Kahveden son bir yudum alıp ayağa kalktım ve eşyalarımı odaya taşımaya başladım. Telefonumu açıp Rüzgar’ı aramaya başladım.

 

“Bebeğim?”

 

“Aşkım eve geldim ben, eşyalarımı yerleştiriyorum.” Valizimi açtım ve dolaba kıyafetlerimi yerleştirmeye başladım. “Tamam güzelim, bir sorun yok değil mi? Ev arkadaşın nasıl?”

 

“Çok tatlı birisi hiç kuşku kalmadı içimde. Gayet iyi anlaştık,” dediğimde Rüzgar birkaç saniye sessiz kaldı. “Yine de çok güvenme ve dikkatli ol olur mu? Sonuçta tanımıyorsun.”

 

“Tamam aşkım merak etme, burada çok dikkatli olacağım. Şimdi yerleşeyim öyle haber veririm.” Veda edip telefonu kapattıktan sonra işime geri döndüm.

 

Her ne kadar konfor alanından çıkmaya korkan birisi olsam da ve üstümde tedirginlik olsa da yeni bir hayata atılmak çok tuhaftı. İçimde garip kıpırtılar vardı. Bu şehrin kulağıma bir şeyler fısıldadığını hissediyordum. Arka planda bir müzik işitiyordum. Kaderin değişme melodisiydi bu. Ama benim kaderim nasıl değişebilirdi ki? Hayatımın geri kalan yılları, her şey planlıydı ve hazırdı. Neden bu şehir bana bu kadar farklı hissettiriyordu? Ensemde sıcak bir nefes hissediyordum. Anlayamadığım şeyler fısıldıyordu ve garip bir tedirginlik bedenimi ele geçiriyordu.

 

Derin bir nefes aldım. Yeni adımlar herkesi ürkütebilirdi değil mi? Ben her şeyin mükemmel olacağına emindim. Hayata güveniyordum.

 

Açılan sınıf gruplarının mesajlarına baktığımda, daha okula açılmadan herkesin kaynaşmaya başladığını görmüştüm. Hatta buluşanlar ve yanlarına çağıranlar bile vardı. Attıkları konuma baktığımda yürüyerek yedi dakika mesafede olduğunu görmemle gülümseyerek ayağa kalktım. Boşalan valizimi bazanın altına yerleştirdim ve deri ceketimle çantamı alıp evden çıktım. Biraz buraları keşfedip sınıf arkadaşlarımla tanışabilirdim.

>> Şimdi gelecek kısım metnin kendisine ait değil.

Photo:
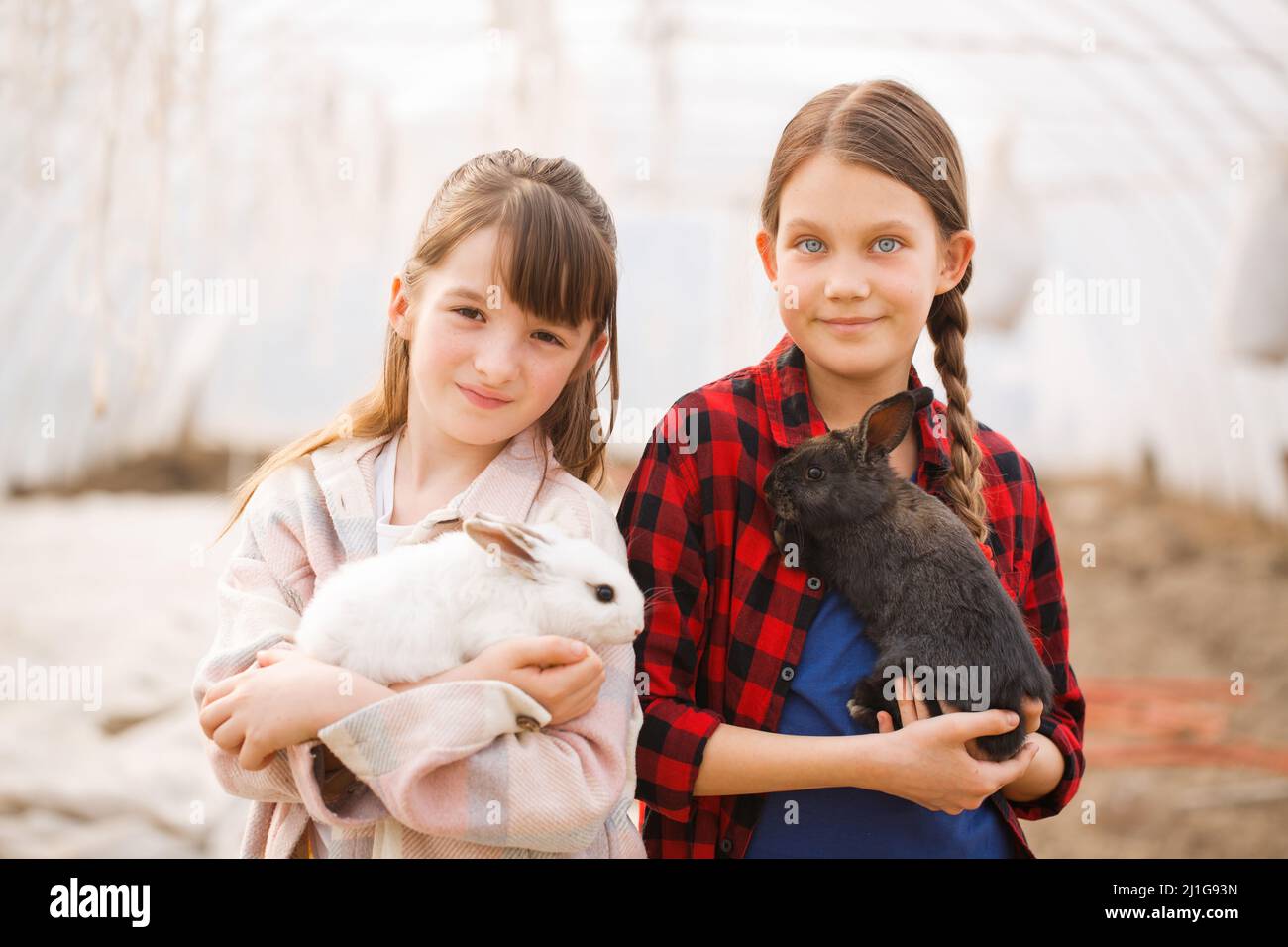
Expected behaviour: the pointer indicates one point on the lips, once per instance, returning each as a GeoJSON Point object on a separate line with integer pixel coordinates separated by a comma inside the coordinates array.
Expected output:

Dışarı çıktığım anda, ışığı yanan kuleler odak noktam oldu. Kararan havayla beraber bambaşka bir atmosfere sahip olmuşlardı. Ama çıkan büyük duman beni tedirgin etmişti. Buna nasıl müsaade edebiliyorlardı?

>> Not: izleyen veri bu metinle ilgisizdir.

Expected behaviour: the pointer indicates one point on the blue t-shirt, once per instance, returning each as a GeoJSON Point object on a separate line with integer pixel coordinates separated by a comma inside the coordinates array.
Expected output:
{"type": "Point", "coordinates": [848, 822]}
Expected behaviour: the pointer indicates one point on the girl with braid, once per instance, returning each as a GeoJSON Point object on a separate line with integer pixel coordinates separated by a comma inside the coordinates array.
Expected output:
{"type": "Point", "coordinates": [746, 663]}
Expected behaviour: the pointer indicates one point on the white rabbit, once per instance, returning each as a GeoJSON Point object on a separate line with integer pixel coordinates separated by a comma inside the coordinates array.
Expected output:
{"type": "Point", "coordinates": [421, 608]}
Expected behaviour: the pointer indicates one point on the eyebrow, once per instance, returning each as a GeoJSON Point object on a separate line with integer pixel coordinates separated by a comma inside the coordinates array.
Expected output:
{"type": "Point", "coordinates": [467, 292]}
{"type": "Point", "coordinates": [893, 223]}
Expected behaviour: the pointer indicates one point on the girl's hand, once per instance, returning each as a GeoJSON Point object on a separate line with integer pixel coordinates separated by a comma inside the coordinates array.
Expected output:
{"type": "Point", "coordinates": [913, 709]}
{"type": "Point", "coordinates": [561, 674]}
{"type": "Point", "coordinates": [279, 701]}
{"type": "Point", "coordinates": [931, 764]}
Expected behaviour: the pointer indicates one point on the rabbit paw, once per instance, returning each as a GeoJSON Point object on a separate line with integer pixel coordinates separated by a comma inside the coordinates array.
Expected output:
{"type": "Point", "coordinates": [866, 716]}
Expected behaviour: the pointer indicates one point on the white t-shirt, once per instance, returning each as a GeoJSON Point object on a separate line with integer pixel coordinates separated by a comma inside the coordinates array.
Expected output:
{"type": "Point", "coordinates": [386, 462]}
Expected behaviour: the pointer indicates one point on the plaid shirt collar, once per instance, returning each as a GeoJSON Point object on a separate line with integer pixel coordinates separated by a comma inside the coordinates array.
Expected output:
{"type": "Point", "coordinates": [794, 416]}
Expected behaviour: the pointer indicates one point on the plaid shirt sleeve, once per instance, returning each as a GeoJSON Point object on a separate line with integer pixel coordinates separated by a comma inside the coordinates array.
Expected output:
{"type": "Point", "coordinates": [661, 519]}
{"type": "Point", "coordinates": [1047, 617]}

Telefonum titremeye başlayınca Rüzgar’ın aradığını gördüm ve cevapladım. “Ne yapıyorsun aşkım?”

“Okul grubuna konum atmışlar, oraya gidiyorum. Tanışacağız, sohbet edeceğiz ve biraz da dolaşırım,” dediğimde bir sessizlik oldu ve R’nin sert sesini duydum. “Ne gerek var buna bu saatte Güneş?”

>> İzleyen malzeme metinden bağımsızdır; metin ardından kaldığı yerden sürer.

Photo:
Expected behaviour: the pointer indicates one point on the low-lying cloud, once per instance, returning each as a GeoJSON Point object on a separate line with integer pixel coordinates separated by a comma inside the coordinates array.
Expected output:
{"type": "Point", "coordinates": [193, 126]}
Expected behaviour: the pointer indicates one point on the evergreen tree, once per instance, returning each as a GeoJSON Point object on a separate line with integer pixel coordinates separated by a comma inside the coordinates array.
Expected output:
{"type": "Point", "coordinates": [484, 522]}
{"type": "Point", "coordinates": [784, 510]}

“Canım biraz dolaşmak istedi Rüzgar,” dedim ben de sesimi sertleştirerek. “Tamam, gez Güneş. O kadar işimin arasından sana vakit ayırmaya çalışıyorum, seni arıyorum ama sen bana vakit ayıramıyorsun.”

Yüzüme kapanan telefonla neye uğradığımı şaşırdım. İki buçuk yıllık ilişkimiz olmasa ve beni ne kadar sevdiğini, korumaya çalıştığını bilmesem beni oyuncağı gibi gören şımarık bir çocuk olduğunu düşünecektim. “Benim canım ne zaman hangi oyuncakla oynamak istersem onunla oynarım, benim dediğim olacak,” diye direten hasta bir çocuk...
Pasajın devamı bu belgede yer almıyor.